In some embodiments, in the case where being located at identical computer room with client there are multiple NameNode, then node Selecting unit 302 forwards access request from one NameNode of selection in the NameNode of identical computer room is located at client.? In one embodiment, node selecting unit 302 can randomly choose a NameNode from the NameNode of the computer room, may be used also To select occupancy efficiency less than the NameNode of predetermined threshold according to the operation resources occupation rate of NameNode, or according to The predetermined priority of NameNode selects NameNode, to realize to the further excellent of the NameNode inside single computer room Choosing, further improves the performance of HADOOP cluster.

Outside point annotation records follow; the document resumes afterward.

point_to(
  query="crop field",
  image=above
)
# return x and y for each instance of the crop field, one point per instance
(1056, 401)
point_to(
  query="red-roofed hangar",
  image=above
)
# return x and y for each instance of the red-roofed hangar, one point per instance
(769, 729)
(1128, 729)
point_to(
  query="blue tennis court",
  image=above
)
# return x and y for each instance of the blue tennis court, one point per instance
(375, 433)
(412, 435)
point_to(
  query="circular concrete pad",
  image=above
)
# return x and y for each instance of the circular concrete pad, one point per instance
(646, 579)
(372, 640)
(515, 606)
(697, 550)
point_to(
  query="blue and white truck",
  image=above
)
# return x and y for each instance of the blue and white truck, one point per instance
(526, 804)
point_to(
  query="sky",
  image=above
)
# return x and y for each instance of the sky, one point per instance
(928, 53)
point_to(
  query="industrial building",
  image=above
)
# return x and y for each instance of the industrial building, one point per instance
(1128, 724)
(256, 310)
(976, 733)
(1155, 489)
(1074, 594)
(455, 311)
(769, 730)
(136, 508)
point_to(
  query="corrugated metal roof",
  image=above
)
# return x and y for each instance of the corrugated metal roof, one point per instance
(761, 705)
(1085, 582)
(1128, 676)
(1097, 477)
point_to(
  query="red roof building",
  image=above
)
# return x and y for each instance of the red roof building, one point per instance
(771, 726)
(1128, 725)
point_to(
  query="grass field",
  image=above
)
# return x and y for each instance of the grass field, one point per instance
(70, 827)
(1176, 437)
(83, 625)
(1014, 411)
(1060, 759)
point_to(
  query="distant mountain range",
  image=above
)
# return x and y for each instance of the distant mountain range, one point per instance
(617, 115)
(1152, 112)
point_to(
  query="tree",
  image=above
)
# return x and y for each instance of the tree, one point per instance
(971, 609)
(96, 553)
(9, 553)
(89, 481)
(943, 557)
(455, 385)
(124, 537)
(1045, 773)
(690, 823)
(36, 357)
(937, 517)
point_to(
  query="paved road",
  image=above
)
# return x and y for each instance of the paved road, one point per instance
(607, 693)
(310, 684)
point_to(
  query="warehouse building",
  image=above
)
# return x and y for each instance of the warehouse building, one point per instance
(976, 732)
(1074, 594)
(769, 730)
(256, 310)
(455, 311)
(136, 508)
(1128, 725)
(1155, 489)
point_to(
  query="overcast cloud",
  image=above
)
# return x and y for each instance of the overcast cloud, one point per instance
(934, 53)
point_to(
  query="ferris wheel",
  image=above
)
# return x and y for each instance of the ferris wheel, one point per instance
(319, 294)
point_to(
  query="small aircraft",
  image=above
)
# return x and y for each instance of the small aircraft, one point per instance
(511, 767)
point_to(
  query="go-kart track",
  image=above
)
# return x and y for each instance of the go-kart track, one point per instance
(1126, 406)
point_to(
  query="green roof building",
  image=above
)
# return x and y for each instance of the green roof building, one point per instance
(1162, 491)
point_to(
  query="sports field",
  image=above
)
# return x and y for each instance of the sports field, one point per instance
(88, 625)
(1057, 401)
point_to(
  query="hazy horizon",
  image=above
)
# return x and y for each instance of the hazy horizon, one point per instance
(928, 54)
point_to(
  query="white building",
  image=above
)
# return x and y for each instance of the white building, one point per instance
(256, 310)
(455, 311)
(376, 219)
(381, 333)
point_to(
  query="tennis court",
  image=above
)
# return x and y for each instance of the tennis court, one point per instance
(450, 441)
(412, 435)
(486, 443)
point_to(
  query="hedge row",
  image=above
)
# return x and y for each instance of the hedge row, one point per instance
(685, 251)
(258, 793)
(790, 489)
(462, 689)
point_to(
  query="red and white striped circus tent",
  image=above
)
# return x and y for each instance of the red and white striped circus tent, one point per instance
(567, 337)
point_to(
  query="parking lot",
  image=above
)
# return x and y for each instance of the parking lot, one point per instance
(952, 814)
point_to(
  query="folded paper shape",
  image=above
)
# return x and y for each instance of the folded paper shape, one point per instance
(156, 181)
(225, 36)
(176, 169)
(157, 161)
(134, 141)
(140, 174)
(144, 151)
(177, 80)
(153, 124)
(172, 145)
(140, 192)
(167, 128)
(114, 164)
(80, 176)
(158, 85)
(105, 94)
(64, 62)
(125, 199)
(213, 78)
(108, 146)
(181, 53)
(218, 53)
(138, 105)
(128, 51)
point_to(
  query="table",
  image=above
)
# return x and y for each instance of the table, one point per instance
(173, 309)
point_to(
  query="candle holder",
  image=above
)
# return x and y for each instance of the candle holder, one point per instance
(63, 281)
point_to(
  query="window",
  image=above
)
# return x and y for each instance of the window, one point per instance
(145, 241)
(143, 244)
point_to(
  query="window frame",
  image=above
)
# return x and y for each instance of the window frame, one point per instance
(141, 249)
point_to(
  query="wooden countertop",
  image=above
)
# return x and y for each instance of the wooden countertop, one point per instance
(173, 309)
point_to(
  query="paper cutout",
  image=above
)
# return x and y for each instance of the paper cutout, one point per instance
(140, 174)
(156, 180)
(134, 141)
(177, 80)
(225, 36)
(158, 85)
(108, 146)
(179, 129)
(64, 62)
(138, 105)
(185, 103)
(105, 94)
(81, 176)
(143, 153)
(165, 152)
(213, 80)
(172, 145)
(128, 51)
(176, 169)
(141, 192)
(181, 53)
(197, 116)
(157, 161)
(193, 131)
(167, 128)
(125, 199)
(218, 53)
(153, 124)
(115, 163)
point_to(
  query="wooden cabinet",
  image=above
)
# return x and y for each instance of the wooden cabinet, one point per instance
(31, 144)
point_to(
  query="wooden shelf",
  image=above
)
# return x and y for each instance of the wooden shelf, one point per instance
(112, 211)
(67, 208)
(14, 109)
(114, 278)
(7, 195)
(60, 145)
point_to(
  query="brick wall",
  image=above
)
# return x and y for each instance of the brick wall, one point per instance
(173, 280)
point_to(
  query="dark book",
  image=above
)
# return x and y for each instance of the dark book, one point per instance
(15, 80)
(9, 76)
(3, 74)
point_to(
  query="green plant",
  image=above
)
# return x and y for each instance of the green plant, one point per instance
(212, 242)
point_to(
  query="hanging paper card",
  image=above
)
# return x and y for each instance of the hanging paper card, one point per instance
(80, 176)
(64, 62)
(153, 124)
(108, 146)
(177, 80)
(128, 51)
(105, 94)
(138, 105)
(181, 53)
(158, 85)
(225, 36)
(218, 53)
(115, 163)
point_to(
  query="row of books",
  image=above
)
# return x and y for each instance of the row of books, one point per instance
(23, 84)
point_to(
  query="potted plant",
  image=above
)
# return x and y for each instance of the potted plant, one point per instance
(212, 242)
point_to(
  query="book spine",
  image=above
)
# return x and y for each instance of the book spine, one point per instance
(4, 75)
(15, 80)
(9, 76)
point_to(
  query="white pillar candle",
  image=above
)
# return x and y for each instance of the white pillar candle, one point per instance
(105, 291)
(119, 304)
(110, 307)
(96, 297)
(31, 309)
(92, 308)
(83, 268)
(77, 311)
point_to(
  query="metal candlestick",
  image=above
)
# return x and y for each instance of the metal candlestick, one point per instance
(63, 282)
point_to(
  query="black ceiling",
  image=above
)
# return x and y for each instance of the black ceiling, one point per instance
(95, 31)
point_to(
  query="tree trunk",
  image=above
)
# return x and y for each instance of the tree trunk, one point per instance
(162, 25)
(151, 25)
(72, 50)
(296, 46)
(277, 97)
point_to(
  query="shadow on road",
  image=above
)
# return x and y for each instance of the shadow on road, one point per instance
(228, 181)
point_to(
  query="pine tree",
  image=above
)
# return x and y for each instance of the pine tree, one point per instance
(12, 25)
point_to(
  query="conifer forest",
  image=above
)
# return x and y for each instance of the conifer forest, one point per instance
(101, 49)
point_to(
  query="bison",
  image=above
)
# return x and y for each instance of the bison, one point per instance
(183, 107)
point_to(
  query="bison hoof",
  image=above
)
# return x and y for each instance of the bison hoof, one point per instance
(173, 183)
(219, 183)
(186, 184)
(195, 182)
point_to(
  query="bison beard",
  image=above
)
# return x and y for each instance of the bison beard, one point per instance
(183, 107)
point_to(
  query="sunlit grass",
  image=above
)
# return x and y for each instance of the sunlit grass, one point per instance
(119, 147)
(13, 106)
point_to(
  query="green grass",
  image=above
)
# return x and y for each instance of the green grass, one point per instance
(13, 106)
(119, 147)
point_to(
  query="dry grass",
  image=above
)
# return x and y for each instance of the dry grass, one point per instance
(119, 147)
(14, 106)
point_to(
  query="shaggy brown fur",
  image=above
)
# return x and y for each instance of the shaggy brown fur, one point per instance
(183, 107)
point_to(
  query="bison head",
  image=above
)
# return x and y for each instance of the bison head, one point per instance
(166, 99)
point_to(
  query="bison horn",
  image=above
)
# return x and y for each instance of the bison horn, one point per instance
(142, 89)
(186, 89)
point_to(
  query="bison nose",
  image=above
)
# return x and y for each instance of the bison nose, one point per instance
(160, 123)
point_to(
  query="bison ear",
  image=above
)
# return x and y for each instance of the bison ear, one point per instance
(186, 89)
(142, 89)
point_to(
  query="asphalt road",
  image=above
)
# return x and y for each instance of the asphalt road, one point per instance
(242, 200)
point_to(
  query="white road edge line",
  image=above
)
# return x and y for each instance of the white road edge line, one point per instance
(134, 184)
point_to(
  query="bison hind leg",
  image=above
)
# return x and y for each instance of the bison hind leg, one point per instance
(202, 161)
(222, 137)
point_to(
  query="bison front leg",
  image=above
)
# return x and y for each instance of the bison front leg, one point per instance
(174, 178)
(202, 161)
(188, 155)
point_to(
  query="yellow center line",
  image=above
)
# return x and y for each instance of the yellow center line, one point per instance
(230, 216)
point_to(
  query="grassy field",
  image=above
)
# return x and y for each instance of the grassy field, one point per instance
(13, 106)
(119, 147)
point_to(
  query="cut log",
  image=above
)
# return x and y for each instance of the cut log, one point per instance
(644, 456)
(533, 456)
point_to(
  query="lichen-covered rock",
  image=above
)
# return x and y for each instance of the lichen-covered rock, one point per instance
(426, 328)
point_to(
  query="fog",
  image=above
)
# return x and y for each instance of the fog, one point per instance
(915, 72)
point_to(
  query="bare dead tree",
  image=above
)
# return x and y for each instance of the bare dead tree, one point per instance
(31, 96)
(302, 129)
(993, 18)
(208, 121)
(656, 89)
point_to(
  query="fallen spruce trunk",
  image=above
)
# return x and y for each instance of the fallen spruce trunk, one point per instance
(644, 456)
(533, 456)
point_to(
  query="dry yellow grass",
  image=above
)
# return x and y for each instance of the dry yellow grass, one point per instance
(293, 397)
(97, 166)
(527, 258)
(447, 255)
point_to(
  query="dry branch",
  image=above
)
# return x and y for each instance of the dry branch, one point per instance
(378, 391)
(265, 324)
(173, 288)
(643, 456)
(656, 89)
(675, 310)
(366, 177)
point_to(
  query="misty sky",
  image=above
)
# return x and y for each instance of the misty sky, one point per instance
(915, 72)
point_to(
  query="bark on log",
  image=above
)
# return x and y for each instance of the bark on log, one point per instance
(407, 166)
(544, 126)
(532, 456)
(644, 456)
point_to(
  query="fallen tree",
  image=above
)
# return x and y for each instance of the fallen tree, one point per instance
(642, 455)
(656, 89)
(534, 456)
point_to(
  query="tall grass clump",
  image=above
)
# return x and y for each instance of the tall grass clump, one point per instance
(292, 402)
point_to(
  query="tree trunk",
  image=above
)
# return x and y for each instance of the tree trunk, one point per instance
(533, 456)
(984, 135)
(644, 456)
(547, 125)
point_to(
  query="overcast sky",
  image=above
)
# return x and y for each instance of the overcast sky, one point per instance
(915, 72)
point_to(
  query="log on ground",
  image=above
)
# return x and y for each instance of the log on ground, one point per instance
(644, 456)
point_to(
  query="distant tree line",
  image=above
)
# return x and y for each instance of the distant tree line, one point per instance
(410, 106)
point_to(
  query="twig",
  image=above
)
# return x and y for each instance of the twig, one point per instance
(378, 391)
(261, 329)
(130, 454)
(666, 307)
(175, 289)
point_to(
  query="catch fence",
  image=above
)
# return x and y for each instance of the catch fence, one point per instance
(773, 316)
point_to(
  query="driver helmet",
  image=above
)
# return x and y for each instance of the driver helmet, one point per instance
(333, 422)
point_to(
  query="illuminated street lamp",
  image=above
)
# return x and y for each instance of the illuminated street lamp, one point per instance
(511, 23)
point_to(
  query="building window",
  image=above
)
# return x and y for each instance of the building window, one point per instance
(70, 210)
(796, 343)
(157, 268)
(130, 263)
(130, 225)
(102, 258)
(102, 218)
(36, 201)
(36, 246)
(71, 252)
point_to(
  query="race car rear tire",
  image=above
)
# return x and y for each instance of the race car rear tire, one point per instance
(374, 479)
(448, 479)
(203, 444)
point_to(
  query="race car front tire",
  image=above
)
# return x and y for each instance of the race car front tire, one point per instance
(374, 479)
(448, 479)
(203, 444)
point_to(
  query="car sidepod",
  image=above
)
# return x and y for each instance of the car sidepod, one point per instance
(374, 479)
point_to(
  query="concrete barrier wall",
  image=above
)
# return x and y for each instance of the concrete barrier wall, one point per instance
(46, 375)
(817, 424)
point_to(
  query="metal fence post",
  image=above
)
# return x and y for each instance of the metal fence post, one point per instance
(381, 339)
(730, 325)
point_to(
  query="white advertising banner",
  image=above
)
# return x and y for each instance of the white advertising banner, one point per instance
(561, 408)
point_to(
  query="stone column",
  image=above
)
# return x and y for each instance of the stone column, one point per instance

The structural schematic diagram of one embodiment of access agent device of the disclosure based on HADOOP is as shown in Figure 4.It is based on The access agent device of HADOOP includes memory 401 and processor 402.Wherein: memory 401 can be disk, flash memory or Other any non-volatile memory mediums.The correspondence that memory is used to store the above data processing method based on HADOOP is real Apply the instruction in example.Processor 402 is coupled to memory 401, can be used as one or more integrated circuits to implement, such as micro- Processor or microcontroller.The processor 402 can optimize under multimachine room scene for executing the instruction stored in memory HADOOP clustering performance.
It in one embodiment, can be as shown in figure 5, the access agent device 500 based on HADOOP includes memory 501 and processor 502.Processor 502 is coupled to memory 501 by BUS bus 503.The access agent based on HADOOP Device 500 can also be connected to external memory 505 by memory interface 504 to call external data, can also pass through Network interface 506 is connected to network or an other computer system (not shown).It no longer describes in detail herein.
In this embodiment, it is instructed by memory stores data, then above-metioned instruction is handled by processor, can optimized HADOOP clustering performance under multimachine room scene.
In another embodiment, a kind of computer readable storage medium, is stored thereon with computer program instructions, this refers to The step of enabling the method realized in the data processing method corresponding embodiment based on HADOOP when being executed by processor.In the art Technical staff it should be appreciated that embodiment of the disclosure can provide as method, apparatus or computer program product.Therefore, the disclosure The form of complete hardware embodiment, complete software embodiment or embodiment combining software and hardware aspects can be used.Moreover, The disclosure can be used can be stored in the computer that one or more wherein includes computer usable program code with non-transient The form for the computer program product implemented on medium (including but not limited to magnetic disk storage, CD-ROM, optical memory etc.).
The schematic diagram of one embodiment of the system based on HADOOP of the disclosure is as shown in Figure 6.611~61n of client Access request can be sent to NameNode, wherein n is positive integer for positioned at the client of any computer room.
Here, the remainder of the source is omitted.